Tuesday, April 29, 2008

Ethanol and the World Food Shortage

Over the years I’ve often observed and noted that the food crises in most countries are not due to lack of capability, but from political decisions. It turned out that the starvation in Ethiopia a few decades ago (we all saw ads featuring children with bloated bellies, but without explanation of causes) was due to Communists deliberately starving the people into submission. There is plenty of capacity to feed everyone in the world. Our political and economic systems prevent the poor and starving from obtaining their daily sustenance.

Tragically, we are today experiencing tremendous upheavals in food production, primarily due to our own political interventions. The intentions may be good on the part of legislators, but the ramifications have not been thought through, even though they appear obvious to many. The decision to convert huge portions of U.S. farmland from food production to ethanol/energy production is a vivid example of the law of unintended circumstances, as the following article outlines.
"Silent Famine" Sweeps Globe

WASHINGTON – From India to Africa to North Korea to Pakistan and even in New York City, higher grain prices, fertilizer shortages and rising energy costs are combining to spell hunger for millions in what is being characterized as a global "silent famine."

Global food prices, based on United Nations records, rose 35 percent in the last year, escalating a trend that began in 2002. Since then, prices have risen 65 percent.

Last year, according to the U.N. Food and Agriculture Organization's world food index, dairy prices rose nearly 80 percent and grain 42 percent.

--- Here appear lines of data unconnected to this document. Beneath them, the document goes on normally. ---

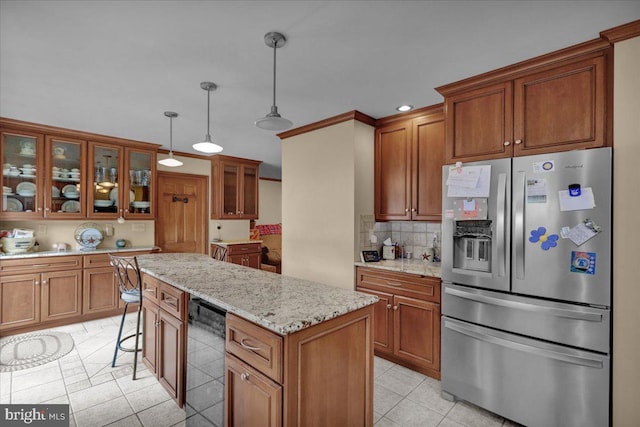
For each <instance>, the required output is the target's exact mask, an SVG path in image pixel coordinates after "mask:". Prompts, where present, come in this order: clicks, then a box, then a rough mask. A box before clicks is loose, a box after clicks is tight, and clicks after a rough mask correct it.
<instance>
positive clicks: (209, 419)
mask: <svg viewBox="0 0 640 427" xmlns="http://www.w3.org/2000/svg"><path fill="white" fill-rule="evenodd" d="M225 318H226V311H225V310H223V309H221V308H219V307H217V306H215V305H213V304H211V303H209V302H208V301H205V300H203V299H202V298H198V297H195V296H193V295H192V296H191V298H190V300H189V325H188V327H187V384H186V386H187V397H186V405H185V409H186V416H187V419H186V425H187V426H205V427H208V426H216V427H222V426H223V425H224V372H225V369H224V343H225Z"/></svg>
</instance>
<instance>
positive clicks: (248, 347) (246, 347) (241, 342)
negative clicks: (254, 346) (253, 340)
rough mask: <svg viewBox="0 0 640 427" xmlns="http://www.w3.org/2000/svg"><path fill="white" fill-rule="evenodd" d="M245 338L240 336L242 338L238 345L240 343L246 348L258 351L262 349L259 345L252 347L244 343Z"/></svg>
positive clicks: (244, 347) (261, 349)
mask: <svg viewBox="0 0 640 427" xmlns="http://www.w3.org/2000/svg"><path fill="white" fill-rule="evenodd" d="M245 340H246V338H242V339H241V340H240V345H241V346H242V347H244V348H246V349H247V350H252V351H259V350H262V349H261V348H260V347H252V346H250V345H248V344H245Z"/></svg>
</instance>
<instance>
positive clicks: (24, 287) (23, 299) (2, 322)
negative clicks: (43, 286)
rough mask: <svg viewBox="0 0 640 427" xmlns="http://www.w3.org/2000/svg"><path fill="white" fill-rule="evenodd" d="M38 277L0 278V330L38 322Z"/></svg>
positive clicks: (17, 277) (38, 274) (10, 276)
mask: <svg viewBox="0 0 640 427" xmlns="http://www.w3.org/2000/svg"><path fill="white" fill-rule="evenodd" d="M40 293H41V292H40V275H39V274H16V275H14V276H2V277H0V304H2V306H1V307H0V309H1V310H0V330H3V329H9V328H17V327H19V326H27V325H33V324H35V323H38V322H40Z"/></svg>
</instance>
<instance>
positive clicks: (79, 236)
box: [74, 202, 102, 249]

"This is the new face of hunger," said Josetta Sheeran, director of the World Food Program, launching an appeal for an extra $500 million so it could continue supplying food aid to 73 million hungry people this year. "People are simply being priced out of food markets. ... We have never before had a situation where aggressive rises in food prices keep pricing our operations out of our reach."

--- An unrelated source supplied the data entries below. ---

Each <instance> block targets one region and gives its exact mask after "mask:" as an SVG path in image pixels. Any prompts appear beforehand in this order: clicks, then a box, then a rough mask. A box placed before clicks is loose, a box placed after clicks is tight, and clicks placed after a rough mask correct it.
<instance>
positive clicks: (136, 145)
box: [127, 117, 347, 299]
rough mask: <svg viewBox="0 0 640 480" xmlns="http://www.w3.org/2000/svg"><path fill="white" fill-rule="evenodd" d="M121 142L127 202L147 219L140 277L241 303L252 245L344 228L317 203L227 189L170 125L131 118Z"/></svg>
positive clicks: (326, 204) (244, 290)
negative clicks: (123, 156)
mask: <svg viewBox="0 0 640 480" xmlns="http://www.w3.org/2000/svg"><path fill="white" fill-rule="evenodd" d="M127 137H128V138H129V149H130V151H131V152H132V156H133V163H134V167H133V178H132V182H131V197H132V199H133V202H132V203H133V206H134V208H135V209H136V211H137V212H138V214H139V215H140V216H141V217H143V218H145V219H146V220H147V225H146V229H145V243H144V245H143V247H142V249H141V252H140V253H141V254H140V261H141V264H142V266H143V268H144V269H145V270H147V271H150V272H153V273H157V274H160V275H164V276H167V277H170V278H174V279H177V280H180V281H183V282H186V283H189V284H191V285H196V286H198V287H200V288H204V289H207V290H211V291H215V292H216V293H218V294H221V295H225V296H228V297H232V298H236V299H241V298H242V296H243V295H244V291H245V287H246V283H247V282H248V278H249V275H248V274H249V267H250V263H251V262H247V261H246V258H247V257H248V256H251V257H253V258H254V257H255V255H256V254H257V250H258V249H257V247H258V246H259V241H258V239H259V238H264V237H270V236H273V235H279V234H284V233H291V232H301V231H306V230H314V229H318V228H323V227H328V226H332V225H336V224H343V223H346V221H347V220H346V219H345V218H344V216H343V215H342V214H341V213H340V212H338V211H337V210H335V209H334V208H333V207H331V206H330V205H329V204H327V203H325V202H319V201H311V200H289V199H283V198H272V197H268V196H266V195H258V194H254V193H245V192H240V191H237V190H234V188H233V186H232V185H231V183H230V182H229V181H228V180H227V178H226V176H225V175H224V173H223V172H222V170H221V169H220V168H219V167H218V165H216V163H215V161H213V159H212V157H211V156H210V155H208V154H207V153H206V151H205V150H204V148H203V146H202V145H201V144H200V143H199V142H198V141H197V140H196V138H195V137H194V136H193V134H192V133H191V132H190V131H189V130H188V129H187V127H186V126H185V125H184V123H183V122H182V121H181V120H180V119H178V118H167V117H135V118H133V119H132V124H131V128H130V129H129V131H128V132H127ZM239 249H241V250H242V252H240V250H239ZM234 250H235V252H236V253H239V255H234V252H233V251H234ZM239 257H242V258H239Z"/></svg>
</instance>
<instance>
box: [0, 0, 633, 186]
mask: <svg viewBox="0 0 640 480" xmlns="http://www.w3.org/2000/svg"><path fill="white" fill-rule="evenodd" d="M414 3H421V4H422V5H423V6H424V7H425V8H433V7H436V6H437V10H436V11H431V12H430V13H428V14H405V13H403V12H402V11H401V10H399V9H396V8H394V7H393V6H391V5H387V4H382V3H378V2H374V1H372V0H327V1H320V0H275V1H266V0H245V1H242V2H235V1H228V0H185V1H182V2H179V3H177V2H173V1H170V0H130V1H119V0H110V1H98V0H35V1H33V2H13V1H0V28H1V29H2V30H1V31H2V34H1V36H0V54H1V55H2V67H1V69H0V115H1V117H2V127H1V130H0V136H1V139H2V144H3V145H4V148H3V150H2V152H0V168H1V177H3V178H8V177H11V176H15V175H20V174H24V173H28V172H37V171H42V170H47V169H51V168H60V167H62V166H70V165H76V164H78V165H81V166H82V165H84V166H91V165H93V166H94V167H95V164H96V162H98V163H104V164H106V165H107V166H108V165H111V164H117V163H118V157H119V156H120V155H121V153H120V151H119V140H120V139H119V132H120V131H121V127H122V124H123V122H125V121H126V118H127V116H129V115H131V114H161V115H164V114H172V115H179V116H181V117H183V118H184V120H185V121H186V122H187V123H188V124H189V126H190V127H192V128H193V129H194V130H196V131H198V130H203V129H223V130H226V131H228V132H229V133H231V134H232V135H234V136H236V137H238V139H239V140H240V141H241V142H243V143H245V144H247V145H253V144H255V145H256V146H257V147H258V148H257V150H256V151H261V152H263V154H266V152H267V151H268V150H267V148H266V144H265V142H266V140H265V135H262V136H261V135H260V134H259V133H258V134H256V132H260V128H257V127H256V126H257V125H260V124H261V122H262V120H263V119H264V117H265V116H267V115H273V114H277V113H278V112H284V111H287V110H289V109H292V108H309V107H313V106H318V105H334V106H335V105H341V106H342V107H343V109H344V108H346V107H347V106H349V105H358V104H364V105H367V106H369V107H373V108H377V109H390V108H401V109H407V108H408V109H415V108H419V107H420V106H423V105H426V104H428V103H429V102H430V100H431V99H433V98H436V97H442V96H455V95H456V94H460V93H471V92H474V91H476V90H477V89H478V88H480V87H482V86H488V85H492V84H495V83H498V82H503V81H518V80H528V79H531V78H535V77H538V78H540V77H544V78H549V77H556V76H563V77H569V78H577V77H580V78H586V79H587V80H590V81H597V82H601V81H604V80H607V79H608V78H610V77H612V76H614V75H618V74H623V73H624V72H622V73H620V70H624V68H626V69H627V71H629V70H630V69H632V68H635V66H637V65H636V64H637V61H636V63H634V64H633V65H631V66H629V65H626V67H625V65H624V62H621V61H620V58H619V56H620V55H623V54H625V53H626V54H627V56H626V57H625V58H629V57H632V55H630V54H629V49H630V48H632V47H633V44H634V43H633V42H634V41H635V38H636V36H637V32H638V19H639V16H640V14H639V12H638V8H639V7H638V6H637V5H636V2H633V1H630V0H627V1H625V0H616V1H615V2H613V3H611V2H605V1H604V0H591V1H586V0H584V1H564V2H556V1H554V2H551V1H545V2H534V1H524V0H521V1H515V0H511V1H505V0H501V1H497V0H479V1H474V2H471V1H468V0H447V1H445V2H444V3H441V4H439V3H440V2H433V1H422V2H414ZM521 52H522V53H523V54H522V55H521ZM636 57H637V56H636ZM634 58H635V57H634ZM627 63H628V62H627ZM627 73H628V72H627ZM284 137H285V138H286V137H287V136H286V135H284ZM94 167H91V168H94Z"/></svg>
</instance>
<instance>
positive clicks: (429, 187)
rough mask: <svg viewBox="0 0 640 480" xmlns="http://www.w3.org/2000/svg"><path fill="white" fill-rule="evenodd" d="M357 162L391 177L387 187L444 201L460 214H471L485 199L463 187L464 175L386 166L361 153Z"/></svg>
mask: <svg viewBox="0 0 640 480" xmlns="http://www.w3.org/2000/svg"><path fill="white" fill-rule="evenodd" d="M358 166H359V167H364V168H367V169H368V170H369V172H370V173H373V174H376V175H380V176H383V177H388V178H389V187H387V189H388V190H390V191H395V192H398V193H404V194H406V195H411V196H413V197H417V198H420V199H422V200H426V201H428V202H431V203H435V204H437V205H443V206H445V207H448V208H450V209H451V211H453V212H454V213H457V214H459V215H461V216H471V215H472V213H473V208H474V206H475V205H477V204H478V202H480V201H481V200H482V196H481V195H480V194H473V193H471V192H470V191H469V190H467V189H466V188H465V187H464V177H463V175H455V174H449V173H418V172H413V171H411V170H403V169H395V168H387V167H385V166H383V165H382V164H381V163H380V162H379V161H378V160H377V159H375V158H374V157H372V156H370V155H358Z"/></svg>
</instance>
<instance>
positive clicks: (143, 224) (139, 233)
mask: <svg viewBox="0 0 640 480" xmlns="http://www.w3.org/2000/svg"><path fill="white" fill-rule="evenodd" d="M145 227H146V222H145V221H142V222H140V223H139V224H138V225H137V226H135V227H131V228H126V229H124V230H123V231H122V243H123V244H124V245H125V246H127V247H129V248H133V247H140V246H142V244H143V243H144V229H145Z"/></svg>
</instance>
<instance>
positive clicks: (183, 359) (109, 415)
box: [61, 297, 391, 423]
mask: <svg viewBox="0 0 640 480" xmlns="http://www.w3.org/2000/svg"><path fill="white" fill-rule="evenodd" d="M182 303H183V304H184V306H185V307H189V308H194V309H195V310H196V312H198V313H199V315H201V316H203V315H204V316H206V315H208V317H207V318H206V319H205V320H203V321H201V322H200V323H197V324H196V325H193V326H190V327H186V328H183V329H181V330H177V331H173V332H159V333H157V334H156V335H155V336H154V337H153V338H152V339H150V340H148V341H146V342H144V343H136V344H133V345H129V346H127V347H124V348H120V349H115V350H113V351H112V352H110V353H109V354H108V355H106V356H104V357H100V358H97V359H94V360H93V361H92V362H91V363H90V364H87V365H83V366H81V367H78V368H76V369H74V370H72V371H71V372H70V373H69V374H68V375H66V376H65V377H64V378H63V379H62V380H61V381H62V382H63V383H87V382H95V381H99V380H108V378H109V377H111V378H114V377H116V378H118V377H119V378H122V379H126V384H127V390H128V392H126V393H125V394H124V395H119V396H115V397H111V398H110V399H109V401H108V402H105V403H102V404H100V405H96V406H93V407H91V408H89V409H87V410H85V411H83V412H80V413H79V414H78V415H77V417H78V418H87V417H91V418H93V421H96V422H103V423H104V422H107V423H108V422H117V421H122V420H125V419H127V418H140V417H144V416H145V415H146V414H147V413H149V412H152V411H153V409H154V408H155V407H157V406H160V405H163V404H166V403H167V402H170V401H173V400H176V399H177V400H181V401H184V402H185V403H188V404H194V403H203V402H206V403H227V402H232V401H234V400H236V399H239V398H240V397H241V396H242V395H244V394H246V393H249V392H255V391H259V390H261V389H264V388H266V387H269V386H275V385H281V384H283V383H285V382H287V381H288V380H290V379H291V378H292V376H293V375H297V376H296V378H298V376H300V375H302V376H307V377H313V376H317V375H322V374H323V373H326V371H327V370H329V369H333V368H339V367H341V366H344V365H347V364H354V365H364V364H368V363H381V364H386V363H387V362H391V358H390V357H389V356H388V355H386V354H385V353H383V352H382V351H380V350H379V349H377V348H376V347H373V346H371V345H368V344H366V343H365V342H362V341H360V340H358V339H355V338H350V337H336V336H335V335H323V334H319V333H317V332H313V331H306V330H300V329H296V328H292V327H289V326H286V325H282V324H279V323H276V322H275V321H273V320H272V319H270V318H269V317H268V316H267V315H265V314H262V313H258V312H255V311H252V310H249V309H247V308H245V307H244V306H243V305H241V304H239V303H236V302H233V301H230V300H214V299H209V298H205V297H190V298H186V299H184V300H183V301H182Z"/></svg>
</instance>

The WFP launched a public appeal weeks ago because the price of the food it buys to feed some of the world's poorest people had risen by 55 percent since last June. By the time the appeal began last week, prices had risen a further 20 percent. That means WFP needs $700 million to bridge the gap between last year's budget and this year's prices. The numbers are expected to continue to rise.

The crisis is widespread and the result of numerous causes – a kind of "perfect storm" leading to panic in many places:

* In Thailand, farmers are sleeping in their fields because thieves are stealing rice, now worth $600 a ton, right out of the paddies.

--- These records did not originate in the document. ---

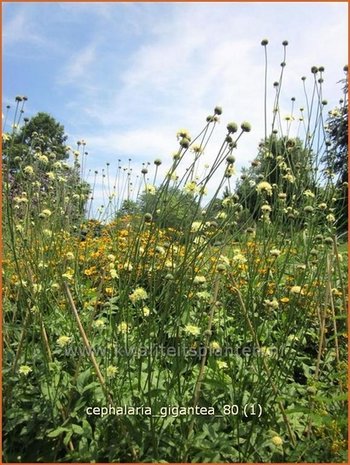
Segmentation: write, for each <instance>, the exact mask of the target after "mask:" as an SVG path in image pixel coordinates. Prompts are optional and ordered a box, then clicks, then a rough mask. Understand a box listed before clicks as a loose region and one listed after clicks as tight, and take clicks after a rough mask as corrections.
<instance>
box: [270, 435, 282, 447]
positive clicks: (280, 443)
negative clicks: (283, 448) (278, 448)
mask: <svg viewBox="0 0 350 465" xmlns="http://www.w3.org/2000/svg"><path fill="white" fill-rule="evenodd" d="M271 442H272V444H274V445H275V446H277V447H279V446H282V444H283V440H282V438H281V437H280V436H274V437H273V438H272V439H271Z"/></svg>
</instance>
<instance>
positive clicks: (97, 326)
mask: <svg viewBox="0 0 350 465" xmlns="http://www.w3.org/2000/svg"><path fill="white" fill-rule="evenodd" d="M94 326H95V327H96V328H104V327H105V326H106V323H105V321H104V320H101V319H100V318H99V319H98V320H96V321H95V322H94Z"/></svg>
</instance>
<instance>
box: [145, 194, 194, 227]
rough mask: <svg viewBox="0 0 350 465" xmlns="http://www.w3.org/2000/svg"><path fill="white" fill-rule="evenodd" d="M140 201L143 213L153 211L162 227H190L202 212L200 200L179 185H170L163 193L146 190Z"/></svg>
mask: <svg viewBox="0 0 350 465" xmlns="http://www.w3.org/2000/svg"><path fill="white" fill-rule="evenodd" d="M139 202H140V208H141V211H142V213H151V214H152V216H153V219H154V220H155V221H156V222H157V223H158V224H159V226H160V227H161V228H176V229H182V228H184V227H188V226H189V225H190V224H191V223H192V222H193V221H194V220H195V219H196V218H197V217H198V216H199V212H200V209H199V205H198V201H197V200H196V199H195V198H194V197H193V196H192V195H191V194H189V193H187V192H184V191H182V190H181V189H178V188H177V187H170V188H169V189H168V190H167V191H166V192H161V193H160V192H159V191H156V192H155V193H154V194H150V193H146V192H145V193H143V194H142V195H141V197H140V200H139Z"/></svg>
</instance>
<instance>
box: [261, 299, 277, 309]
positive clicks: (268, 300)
mask: <svg viewBox="0 0 350 465" xmlns="http://www.w3.org/2000/svg"><path fill="white" fill-rule="evenodd" d="M264 303H265V305H267V306H268V307H270V308H273V309H274V310H277V309H278V307H279V305H278V301H277V299H272V300H264Z"/></svg>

* Four people were killed in Egypt in riots over subsidized flour that was being sold for profit on the black market.

* There have been food riots in Morocco, Senegal and Cameroon.

* Mexico's government is considering lifting a ban on genetically modified crops, to allow its farmers to compete with the United States.

* Argentina, Kazakhstan and China have imposed restrictions to limit grain exports and keep more of their food at home.

* Vietnam and India, both major rice exporters, have announced further restrictions on overseas sales.

* Violent food protests hit Burkina Faso in February.

* Protesters rallied in Indonesia recently, and media reported deaths by starvation.

* In the Philippines, fast-food chains were urged to cut rice portions to counter a surge in prices.

* Millions of people in India face starvation after a plague of rats overruns a region, as they do cyclically every 50 years.

* Officials in Bangladesh warn of an emerging "silent famine" that threatens to ravage the region.

According to some experts, the worst damage is being done by government mandates and subsidies for "biofuels" that supposedly reduce carbon dioxide emissions and fight climate change. Thirty percent of this year's U.S. grain harvest will go to ethanol distilleries. The European Union, meanwhile, has set a goal of 10 percent bio-fuels for all transportation needs by 2010."

A huge amount of the world's farmland is being diverted to feed cars, not people," writes Gwynne Dyer, a London-based independent journalist.

He notes that in six of the past seven years the human race has consumed more grain than it grew. World grain reserves last year were only 57 days, down from 180 days a decade ago.

One in four bushels of corn from this year's U.S. crop will be diverted to make ethanol, according to estimates."

Turning food into fuel for cars is a major mistake on many fronts," said Janet Larsen, director of research at the Earth Policy Institute, an environmental group based in Washington. "One, we're already seeing higher food prices in the American supermarket. Two, perhaps more serious from a global perspective, we're seeing higher food prices in developing countries where it's escalated as far as people rioting in the streets."

Palm oil is also at record prices because of biofuel demands. This has created shortages in Indonesia and Malaysia, where it is a staple.

Nevertheless, despite the recognition that the biofuels industry is adding to a global food crisis, the ethanol industry is popular in the U.S. where farmers enjoy subsidies for the corn crops.